What I wish I’d majored in
April 9, 2010 in ISM Culture
Have you ever thought about what you’d major in if you could go back 10 (or 40) years and do college all over again? I certainly have, and here’s the answer: I’d be a double major, in English and computer science. And by the way, I’d be a multi-billionaire by now.
Here’s my assertion: In any industry, working at any company, with any type or level of responsibility, your ceiling of potential as well as the pace at which you’ll realize that potential are greatest if you’re able to (1) write well and (2) grasp relevant technology quickly. These are two skills that college study can directly help you build; just about every other skill you’ll need in the workplace is secondary, best learned on the job rather than in the classroom.

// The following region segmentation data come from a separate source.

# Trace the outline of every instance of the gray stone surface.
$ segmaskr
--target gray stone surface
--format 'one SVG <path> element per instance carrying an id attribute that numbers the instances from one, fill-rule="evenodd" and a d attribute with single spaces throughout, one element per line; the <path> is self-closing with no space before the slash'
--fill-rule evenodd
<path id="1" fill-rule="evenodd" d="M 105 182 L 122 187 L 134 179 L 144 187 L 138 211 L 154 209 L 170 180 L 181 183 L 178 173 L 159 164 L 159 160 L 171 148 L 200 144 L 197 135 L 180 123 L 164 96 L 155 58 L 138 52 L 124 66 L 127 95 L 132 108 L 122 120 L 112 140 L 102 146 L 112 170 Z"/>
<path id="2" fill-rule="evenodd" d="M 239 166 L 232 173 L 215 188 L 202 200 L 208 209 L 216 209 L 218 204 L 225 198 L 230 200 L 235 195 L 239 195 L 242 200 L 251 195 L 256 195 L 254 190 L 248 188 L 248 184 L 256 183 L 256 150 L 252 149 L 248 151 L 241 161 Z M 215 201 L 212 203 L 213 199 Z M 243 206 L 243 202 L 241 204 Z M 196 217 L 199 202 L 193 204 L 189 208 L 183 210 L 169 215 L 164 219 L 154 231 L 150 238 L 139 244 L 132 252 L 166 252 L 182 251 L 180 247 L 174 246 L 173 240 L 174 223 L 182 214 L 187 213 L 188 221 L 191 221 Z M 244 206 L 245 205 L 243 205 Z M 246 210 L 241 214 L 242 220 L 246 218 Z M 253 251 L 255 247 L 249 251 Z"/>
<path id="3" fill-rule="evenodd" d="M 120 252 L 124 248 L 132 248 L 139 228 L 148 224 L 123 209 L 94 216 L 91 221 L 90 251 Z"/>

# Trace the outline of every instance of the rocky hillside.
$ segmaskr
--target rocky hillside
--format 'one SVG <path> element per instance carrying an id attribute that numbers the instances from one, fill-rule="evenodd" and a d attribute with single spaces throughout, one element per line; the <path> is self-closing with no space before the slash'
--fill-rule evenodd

I myself was an International Business major with a minor in Spanish. How’d that work out for me? Well, first of all, my International Business classes familiarized me with plenty of business-related topics and ideas, but in actual fact barely scratched the surface of any of them and taught me exactly nothing that I could put to tangible use in the real world. So there’s that. Second of all, if you and I ever meet, please do not attempt to talk to me in Spanish. The conversation won’t last long.
I suppose the argument can be made that some form of verbal communication or mathematics training could be practically useful. But in today’s business world, where so much is said and done over email, chat, and online in general, mastery of the written word is, I think, more valuable than any other form of verbal communication. Moreover, being able to write well is a skill that translates easily into all-around effective communication–perhaps the most important skill for each of us to foster in any aspect of our lives, personal or professional. Simply put, if you can write well, you can probably learn to talk well; in my experience, the opposite isn’t necessarily true.
As far as math/technology is concerned, I concede that some understanding of advanced mathematics and the theoretical abilities that come with it should be acquired before you dive into complex technology studies. That’s just sort of a prerequisite; you have to learn about numbers before you can build things with numbers, so to speak. Unless you’re gunning for a career in academia, though, technological prowess is the smarter end game of any mathematical course of study. Technology is prevalent everywhere, in every industry—or will be very soon, even in those industries that haven’t yet fully gotten with the times. And while most of the skills applicable in the business world are things you can only learn firsthand on the job, technical know-how is one of the glaring exceptions. I don’t know of a single company that teaches its employees how to code, for example; you have to bring that skill in yourself. Sure, coding knowledge isn’t required for most jobs, but the point still remains: regardless of your specific job responsibilities and the amount or complexity of the technology necessary to carry them out, in learning a technical skill such as coding, you build a certain type of mental muscle that’s a ubiquitous asset. That enables you to operate on a mental level that a more theoretical course of study (like, say, International Business) doesn’t prepare you for. So if math is your thing and you’re about to select your major, my advice would be to think of math as a means to a more practical end, and set your sights on a degree that will make you useful to (i.e., hireable by) many different types of companies after you graduate.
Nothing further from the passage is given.